动物实验,硅藻油脂 z-bo 2020-08-31 463

　　Recently, Hu Hanhua, an associate researcher at the Institute of Hydrobiology, Chinese Academy of Sciences, took the model species Phaeodactylum tricornutum, a model species studied on diatoms, as the object, and revealed how different metabolic pathways promote the flow of carbon to the synthesis of triglycerides during the accumulation of diatom oil.

　　Diatoms are an important group of algae. As a major primary producer, they account for about one-fifth of global primary production, which is equivalent to the net primary production of the entire tropical rainforest. Unlike most algae, the product of diatom assimilation is mainly oil or chrysophyll. The oil is stored in the cells in the form of oil droplets, and the content can account for 40-60%. Therefore, it is considered to be one of the most suitable biodiesel raw materials. However, the molecular mechanism of its oil accumulation is still unclear.

　　Recently, the research group of Hu Hanhua, an associate researcher of the Institute of Hydrobiology, Chinese Academy of Sciences, used the model species Phaeodactylum tricornutum to study diatoms, and revealed how different metabolic pathways promote the flow of carbon to the synthesis of triglycerides during the accumulation of diatom oil.

　　They first used subtractive hybridization and found that a gene related to leucine degradation, MCC2, was significantly up-regulated during the accumulation of oil. It is generally believed that the accumulation of oil is accompanied by the restriction of nutrients, so under the condition of restriction of nutrients, the degradation of amino acids is an inevitable result. But where is the degradation of amino acids? Is it all related to the accumulation of fat? There is no direct evidence for these problems.

　　The analysis by fluorescence quantitative PCR and non-labeled quantitative proteomics (completed in cooperation with researcher Ge Feng from the Institute of Aquatics) showed that in addition to the degradation of amino acids, glycolysis, tricarboxylic acid cycle, pyruvate metabolism, fatty acid and The levels of proteins related to triglyceride synthesis and other pathways were significantly increased. It shows that in the process of oil accumulation, the carbon stream produced by amino acid degradation and cellular glycolysis enters the tricarboxylic acid cycle, and then enters the chloroplast via malic acid or directly in the form of pyruvate for fatty acid synthesis.

　　Functional verification results showed that the triglyceride synthesis of MCC2 knockdown algae strain was reduced by 28~37%. Studies have shown that under nutritionally limited conditions, up to 40% of Phaeodactylum tricornutum lipids are converted from degradation of other components of the cell. It can be seen that the degradation of branched-chain amino acids, especially leucine, may play a major role in the accumulation of Phaeodactylum tricornutum oil. Analysis of metabolite levels showed that the degradation of the three branched chain amino acids in MCC2 knockdown algae strains was inhibited to varying degrees.

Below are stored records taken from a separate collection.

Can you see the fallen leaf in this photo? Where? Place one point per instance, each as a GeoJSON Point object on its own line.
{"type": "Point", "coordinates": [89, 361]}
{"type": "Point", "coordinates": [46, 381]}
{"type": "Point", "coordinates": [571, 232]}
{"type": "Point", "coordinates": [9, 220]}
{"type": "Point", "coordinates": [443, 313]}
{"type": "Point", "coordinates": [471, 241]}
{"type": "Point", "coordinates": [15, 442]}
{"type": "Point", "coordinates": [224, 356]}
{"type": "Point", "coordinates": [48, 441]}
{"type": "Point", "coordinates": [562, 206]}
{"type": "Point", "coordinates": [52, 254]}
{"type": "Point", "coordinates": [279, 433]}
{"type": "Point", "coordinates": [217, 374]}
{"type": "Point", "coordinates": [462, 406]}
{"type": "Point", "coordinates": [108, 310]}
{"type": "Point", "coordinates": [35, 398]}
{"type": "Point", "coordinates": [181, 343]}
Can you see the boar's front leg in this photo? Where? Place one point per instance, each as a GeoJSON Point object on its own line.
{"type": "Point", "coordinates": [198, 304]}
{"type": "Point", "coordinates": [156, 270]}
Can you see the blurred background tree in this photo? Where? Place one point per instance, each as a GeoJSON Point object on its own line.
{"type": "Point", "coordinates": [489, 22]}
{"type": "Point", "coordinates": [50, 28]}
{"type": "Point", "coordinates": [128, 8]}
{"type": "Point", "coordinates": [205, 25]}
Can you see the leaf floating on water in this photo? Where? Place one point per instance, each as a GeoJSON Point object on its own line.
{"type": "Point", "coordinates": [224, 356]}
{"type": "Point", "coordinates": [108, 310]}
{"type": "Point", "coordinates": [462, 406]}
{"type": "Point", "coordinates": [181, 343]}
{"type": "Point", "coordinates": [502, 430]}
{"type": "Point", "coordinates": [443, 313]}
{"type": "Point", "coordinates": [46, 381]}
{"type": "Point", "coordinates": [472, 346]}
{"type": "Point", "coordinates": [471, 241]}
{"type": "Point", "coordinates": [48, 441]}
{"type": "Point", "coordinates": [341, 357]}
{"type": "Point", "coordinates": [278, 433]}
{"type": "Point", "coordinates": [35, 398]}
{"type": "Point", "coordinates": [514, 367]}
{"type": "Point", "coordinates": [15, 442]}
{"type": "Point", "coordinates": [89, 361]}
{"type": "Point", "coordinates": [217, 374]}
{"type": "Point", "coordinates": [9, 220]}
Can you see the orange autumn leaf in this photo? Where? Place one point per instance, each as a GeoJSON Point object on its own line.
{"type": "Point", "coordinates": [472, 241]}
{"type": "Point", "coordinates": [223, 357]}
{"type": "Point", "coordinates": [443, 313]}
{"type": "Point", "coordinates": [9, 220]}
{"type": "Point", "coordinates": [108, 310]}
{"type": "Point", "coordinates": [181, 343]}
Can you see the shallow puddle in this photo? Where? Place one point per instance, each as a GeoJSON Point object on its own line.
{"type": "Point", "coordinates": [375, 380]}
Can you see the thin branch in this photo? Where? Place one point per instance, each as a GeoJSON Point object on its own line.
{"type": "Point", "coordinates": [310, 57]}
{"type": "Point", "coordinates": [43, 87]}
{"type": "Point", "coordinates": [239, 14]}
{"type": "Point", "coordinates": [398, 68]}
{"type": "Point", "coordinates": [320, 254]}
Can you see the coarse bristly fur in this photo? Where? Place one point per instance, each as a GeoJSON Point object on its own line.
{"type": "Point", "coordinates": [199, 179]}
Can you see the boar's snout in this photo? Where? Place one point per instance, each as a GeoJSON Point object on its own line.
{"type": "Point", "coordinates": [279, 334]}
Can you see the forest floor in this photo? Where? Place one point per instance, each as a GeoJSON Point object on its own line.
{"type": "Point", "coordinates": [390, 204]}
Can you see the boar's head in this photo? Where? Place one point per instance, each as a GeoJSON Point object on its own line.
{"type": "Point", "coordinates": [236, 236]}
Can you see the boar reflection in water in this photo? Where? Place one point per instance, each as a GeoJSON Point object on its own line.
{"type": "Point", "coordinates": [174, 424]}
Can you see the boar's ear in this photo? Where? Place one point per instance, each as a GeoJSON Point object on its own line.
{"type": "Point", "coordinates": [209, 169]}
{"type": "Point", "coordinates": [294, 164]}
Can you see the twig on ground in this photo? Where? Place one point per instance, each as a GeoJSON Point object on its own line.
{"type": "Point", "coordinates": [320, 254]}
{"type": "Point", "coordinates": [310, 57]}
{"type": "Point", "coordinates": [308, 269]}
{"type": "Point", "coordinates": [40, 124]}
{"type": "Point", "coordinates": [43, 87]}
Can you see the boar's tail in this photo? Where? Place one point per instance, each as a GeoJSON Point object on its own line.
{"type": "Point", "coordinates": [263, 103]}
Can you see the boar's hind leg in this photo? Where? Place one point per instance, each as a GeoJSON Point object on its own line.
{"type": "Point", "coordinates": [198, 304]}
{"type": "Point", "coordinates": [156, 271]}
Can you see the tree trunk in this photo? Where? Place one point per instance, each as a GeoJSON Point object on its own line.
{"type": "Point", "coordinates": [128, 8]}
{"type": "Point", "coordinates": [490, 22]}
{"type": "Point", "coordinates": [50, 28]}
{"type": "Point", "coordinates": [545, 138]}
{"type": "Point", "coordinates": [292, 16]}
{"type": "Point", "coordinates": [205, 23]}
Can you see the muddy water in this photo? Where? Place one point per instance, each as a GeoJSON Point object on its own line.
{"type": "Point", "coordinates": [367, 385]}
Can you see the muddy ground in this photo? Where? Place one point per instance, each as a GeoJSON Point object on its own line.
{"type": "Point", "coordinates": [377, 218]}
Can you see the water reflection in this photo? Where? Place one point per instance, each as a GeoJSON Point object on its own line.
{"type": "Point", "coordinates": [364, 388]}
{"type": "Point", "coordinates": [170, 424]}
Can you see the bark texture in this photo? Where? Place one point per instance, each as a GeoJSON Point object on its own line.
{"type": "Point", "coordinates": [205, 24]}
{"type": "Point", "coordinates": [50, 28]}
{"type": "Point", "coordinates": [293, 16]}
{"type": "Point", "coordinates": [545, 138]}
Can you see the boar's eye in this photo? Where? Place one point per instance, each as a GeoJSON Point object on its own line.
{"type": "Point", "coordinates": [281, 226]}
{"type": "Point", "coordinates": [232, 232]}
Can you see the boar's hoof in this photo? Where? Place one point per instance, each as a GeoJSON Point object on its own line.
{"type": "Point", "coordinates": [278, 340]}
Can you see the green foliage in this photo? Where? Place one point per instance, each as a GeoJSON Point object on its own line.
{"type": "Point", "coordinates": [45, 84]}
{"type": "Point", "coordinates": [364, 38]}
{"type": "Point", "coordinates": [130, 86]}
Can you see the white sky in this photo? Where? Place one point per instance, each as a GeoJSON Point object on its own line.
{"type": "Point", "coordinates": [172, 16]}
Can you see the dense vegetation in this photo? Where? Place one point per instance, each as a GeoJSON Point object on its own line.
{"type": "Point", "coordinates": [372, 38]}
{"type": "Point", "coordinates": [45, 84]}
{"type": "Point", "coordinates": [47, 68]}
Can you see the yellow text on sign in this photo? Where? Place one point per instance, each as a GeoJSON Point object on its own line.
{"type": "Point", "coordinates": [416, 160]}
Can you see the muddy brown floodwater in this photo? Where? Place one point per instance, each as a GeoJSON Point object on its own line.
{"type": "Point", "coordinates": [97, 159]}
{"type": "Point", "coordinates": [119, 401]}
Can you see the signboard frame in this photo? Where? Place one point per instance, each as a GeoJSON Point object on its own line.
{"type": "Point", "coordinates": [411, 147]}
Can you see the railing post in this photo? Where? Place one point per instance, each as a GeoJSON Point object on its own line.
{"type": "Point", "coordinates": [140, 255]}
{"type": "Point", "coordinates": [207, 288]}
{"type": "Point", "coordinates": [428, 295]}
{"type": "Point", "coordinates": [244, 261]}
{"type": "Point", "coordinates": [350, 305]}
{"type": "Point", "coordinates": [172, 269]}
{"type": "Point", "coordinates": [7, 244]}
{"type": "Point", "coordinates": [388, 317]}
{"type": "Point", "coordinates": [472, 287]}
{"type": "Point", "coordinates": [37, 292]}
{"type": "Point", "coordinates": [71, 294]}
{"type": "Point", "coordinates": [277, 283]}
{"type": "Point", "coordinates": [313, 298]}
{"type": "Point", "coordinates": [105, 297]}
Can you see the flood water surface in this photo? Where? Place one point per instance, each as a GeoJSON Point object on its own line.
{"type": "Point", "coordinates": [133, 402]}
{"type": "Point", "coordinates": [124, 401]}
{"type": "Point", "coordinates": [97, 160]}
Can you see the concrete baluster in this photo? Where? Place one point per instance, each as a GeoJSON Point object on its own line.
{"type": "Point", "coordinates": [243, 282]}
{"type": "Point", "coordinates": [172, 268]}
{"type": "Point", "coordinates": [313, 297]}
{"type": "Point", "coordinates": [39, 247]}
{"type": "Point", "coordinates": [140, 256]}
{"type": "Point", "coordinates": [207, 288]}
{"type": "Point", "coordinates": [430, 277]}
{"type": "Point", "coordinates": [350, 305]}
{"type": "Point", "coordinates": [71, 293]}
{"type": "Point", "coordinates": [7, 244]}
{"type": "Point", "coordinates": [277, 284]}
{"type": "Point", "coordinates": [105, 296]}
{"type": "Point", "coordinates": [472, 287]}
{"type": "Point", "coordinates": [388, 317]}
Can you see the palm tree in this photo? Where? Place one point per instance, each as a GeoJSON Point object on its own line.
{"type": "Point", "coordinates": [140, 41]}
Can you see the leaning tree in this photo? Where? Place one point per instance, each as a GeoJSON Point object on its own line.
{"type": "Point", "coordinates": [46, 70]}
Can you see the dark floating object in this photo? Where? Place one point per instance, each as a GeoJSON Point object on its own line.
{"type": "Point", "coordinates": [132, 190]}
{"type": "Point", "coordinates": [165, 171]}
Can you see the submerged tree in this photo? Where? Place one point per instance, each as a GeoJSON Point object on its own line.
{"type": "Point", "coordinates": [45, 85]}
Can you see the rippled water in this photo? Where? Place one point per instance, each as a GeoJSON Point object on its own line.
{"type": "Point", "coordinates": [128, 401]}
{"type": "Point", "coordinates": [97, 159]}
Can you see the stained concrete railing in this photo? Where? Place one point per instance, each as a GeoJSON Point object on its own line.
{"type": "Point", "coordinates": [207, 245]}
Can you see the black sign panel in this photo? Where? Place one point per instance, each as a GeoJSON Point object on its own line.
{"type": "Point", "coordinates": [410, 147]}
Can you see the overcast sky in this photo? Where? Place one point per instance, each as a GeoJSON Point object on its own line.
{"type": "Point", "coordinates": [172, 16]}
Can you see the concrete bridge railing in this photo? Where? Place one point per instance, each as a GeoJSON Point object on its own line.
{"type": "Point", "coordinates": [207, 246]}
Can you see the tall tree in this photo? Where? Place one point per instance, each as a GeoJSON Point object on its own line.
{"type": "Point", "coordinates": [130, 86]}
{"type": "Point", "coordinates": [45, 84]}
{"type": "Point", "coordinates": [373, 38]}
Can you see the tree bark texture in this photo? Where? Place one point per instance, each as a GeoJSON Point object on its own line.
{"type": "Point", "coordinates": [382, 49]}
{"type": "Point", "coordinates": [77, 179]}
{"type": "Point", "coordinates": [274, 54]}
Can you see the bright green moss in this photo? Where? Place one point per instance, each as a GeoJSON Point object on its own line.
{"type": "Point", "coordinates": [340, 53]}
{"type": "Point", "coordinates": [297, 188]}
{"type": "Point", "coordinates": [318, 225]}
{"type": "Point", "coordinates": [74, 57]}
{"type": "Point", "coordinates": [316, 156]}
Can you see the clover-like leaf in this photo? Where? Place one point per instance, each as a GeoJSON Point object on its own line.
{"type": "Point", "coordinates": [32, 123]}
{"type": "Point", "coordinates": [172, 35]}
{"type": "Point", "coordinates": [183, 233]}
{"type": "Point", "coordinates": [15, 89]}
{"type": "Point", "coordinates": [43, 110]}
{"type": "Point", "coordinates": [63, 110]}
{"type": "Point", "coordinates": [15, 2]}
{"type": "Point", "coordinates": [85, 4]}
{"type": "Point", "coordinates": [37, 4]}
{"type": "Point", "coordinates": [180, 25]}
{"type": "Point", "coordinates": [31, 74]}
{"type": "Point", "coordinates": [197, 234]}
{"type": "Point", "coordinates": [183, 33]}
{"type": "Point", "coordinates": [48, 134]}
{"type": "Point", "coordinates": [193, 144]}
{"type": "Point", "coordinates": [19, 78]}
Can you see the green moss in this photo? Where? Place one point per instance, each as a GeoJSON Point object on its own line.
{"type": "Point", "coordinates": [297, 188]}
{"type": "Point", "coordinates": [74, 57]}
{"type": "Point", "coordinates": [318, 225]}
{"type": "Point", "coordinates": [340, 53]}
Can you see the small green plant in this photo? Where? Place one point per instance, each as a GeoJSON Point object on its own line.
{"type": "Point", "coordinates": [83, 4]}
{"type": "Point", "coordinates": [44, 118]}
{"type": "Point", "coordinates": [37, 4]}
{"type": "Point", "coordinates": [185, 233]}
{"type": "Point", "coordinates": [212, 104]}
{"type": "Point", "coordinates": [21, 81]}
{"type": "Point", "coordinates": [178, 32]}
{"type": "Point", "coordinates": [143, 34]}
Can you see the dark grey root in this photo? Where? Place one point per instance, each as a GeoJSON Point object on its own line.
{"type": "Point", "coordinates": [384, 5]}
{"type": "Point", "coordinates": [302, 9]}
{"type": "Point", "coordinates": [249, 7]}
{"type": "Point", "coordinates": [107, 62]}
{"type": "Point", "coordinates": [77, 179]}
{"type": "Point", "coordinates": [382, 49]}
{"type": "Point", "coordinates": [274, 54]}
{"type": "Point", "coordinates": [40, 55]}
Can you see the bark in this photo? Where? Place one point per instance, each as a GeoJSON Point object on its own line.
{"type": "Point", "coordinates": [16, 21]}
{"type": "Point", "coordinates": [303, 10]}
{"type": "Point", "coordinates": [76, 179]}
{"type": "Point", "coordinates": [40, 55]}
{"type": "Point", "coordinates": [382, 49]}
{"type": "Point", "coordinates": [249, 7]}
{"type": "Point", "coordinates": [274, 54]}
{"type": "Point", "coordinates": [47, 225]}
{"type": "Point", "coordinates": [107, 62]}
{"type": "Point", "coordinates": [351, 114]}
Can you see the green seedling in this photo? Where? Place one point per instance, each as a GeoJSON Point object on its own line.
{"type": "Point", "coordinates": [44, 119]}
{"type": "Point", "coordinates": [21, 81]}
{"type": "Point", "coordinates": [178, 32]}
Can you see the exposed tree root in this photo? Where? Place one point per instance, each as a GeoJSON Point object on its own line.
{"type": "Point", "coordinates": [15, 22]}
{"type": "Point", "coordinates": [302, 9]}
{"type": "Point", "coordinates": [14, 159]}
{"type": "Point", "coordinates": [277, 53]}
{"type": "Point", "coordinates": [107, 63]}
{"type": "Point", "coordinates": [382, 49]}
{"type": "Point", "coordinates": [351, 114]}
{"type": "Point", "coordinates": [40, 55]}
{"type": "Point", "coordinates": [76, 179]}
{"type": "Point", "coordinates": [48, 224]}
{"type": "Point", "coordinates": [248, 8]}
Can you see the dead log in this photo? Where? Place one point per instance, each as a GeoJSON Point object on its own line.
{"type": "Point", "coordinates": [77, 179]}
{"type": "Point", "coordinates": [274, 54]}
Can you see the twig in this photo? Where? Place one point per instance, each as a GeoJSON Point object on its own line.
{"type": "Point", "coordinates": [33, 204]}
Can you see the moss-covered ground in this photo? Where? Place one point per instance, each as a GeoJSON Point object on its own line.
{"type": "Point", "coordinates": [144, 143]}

　　Although the content of glutamine, arginine, glutamic acid, proline, alanine, ornithine and aspartic acid is much higher than that of the three branched chain amino acids, before the accumulation of oil, these amino acids The content quickly dropped to an extremely low level. Experiments further prove that these amino acids are directly or indirectly related to the unique urea cycle of diatoms, and they are stored in the cells through the decomposition of the urea cycle to form ammonia and carbon dioxide or synthetic polyamines before the cells are deficient in nitrogen. Experiments also proved that the degradation of valine is carried out by first forming leucine. Their experiment demonstrated for the first time that the carbon flow from cellular glycolysis and branched-chain amino acid degradation led to the accumulation of lipids in diatom cells.